# Asymptotic Freedom in QCD

1. Mar 29, 2008

### DMESONS

Hi,

As you knew "Asymp. freedom in QCD" did explain th strong interactions...
I want anyone to simplify this theory and show that:

why g factor above 1?

and
Is Feynman rules still work for strong interactions, I mean as it successfully interpret QED interactions?

2. Mar 29, 2008

### BenTheMan

I can answer the second question quickly, the first may take a while :)

Feynman diagrams are just a pneumonic for writing down a perturbation series. So, for example, you know that the Taylor series of something like

$$\frac{1}{1-x} = 1+ x +x^2 + \ldots$$

works for x < 1. If you try to plug larger values of x in, you end up with nonsense, like negative fraction = infinity (unless you're doing string theory!).

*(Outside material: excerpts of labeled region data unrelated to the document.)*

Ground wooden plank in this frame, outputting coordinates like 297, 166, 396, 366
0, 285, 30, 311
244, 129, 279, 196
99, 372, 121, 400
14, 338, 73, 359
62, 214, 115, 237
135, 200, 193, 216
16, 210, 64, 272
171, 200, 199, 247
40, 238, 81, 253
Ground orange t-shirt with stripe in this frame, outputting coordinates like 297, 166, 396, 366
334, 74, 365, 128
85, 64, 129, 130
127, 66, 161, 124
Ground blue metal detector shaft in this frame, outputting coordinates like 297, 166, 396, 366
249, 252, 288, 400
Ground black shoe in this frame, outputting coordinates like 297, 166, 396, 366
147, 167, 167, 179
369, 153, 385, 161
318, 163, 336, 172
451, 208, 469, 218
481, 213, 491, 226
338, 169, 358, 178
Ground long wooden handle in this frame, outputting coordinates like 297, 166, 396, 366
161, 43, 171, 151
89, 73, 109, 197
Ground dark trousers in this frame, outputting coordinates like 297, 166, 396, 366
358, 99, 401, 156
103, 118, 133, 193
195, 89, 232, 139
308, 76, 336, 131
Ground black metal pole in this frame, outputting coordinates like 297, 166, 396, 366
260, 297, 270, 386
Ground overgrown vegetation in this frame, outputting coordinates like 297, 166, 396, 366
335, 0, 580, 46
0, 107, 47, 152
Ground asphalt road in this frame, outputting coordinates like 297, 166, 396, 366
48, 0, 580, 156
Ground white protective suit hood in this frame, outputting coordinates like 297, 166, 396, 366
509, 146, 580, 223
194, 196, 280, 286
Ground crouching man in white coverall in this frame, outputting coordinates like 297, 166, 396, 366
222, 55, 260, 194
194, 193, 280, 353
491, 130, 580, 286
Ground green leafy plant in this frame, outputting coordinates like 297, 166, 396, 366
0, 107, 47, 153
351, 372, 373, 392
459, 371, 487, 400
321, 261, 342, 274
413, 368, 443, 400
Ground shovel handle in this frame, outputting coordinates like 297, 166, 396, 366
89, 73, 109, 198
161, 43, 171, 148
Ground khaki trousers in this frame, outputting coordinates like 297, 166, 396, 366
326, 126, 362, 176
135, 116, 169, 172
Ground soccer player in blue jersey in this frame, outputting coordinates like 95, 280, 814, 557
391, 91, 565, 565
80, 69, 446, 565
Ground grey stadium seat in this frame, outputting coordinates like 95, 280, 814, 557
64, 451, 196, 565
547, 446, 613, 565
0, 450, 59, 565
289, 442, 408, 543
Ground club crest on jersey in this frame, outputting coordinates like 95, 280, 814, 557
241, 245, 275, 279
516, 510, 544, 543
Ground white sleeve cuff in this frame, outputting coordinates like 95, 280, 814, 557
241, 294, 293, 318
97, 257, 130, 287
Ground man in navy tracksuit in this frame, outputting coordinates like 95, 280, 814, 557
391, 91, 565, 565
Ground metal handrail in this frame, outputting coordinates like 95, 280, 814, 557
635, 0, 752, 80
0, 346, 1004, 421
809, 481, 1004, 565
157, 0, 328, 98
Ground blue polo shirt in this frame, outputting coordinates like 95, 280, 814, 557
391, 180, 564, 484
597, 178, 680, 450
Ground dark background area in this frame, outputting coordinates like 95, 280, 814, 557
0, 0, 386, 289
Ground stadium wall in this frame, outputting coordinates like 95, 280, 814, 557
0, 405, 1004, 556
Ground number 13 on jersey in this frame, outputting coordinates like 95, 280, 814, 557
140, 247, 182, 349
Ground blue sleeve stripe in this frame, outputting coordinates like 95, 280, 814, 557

You can think of each Feynman diagram like a term in the above series. So, roughly,

physics process = $$g^2$$ easy Feynman diagram + $$g^4$$ slightly harder Feynman diagram + $$g^6$$ very hard Feynman diagram + ...

The important thing is that each term in the series is smaller than the preceding term, if g < 1. But if g >= 1, then the Feynman diagram method for doing calculations fails, and you have to invent elaborate methods to do calculations.

3. Mar 29, 2008

### kdv

I think you meant "mnemonic"

Just to add to what Ben said. Because of asymptotic freedom and infrared slavery, the Feynman diagram approach to QCD works only at high energies (when the energies exchanged are much larger than the QCD scale) because at low energy the coupling constant is large and the whole perturbation approach in terms of Feynman diagrams with more and more axchanges of gluons breaks down. Then one needs a nonperturbative approach (lattice QCD) or a phenomenological approach (MIT bag model, Yukawa potential, etc)

Last edited: Mar 29, 2008
4. Mar 29, 2008

### George Jones

Staff Emeritus
But this isn't enough to guarantee that the series doesn't sum to nonsense. For example, many (most?) of the renormalized perturbation expansions in QED that agree with experiment so well to a few orders are actually divergent series.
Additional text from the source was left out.